While countries in the East and West are still “suffering from the effects of the pandemic”, and global trade has yet to regain its strength, “the UAE has become a model and a global exception in the speed and strength of growth after the pandemic”, he added.

The UAE’s GDP growth in the January to March quarter was driven by a sharp increase in oil production, as well as a noticeable improvement in the real non-oil GDP, the UAE Central Bank said in its Quarterly Economic Review in July.

The economy, which expanded by 3.8 per cent in 2021, is expected to grow by 5.4 per cent and 4.2 per cent in 2022 and 2023, respectively, according to the CBUAE data.

Emirates NBD forecasts the UAE economy will grow by 5.7 per cent and Abu Dhabi Commercial Bank expects a 6 per cent expansion, supported by a sharp rise in the oil sector, while the International Monetary Fund projects 4.2 per cent this year.

An expansion of 6 per cent would be the highest since 2011, when the economy grew by 6.9 per cent.

There is a higher probability of stronger growth, the Central Bank said, as a result of oil output, higher prices and government initiatives to double the size of the manufacturing sector by 2031.

Oil prices surged to nearly $140 per barrel after Russia’s military offensive in Ukraine started in February. They have come down from their highs and are up about 18 per cent since the start of this year.

The UAE’s oil production in the first quarter averaged 2.95 million barrels per day, while the country’s hydrocarbon GDP is estimated to have grown by 13 per cent a year, July data from the Central Bank showed.

“Depending on the developments in global economic activity, recessionary expectations and geopolitical tensions, there may be space for increased oil supply to balance the markets and stimulate global growth,” the Central Bank said at the time.

The UAE’s non-oil sector has also grown, expanding by more than 6 per cent in the first three months of the year.

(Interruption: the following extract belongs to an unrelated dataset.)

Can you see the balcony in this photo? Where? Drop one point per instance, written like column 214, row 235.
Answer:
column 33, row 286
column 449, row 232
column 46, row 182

This was largely due to containment of Covid-19, the easing of pandemic-related restrictions, the Expo 2020 Dubai and the recovery in global travel, the Central Bank said.

For 2022 and 2023 as a whole, the Central Bank expects non-oil GDP to expand by 4.3 per cent and 3.9 per cent, respectively.

The UAE’s average purchasing managers’ index has also consistently remained in expansionary territory above the 50 neutral mark this year.

Business activity in UAE’s non-oil private sector economy improved at the quickest rate since June 2019. Employment in the Emirates rose for the fourth straight month as the UAE PMI Index climbed to 56.7 in August from 55.4 in July.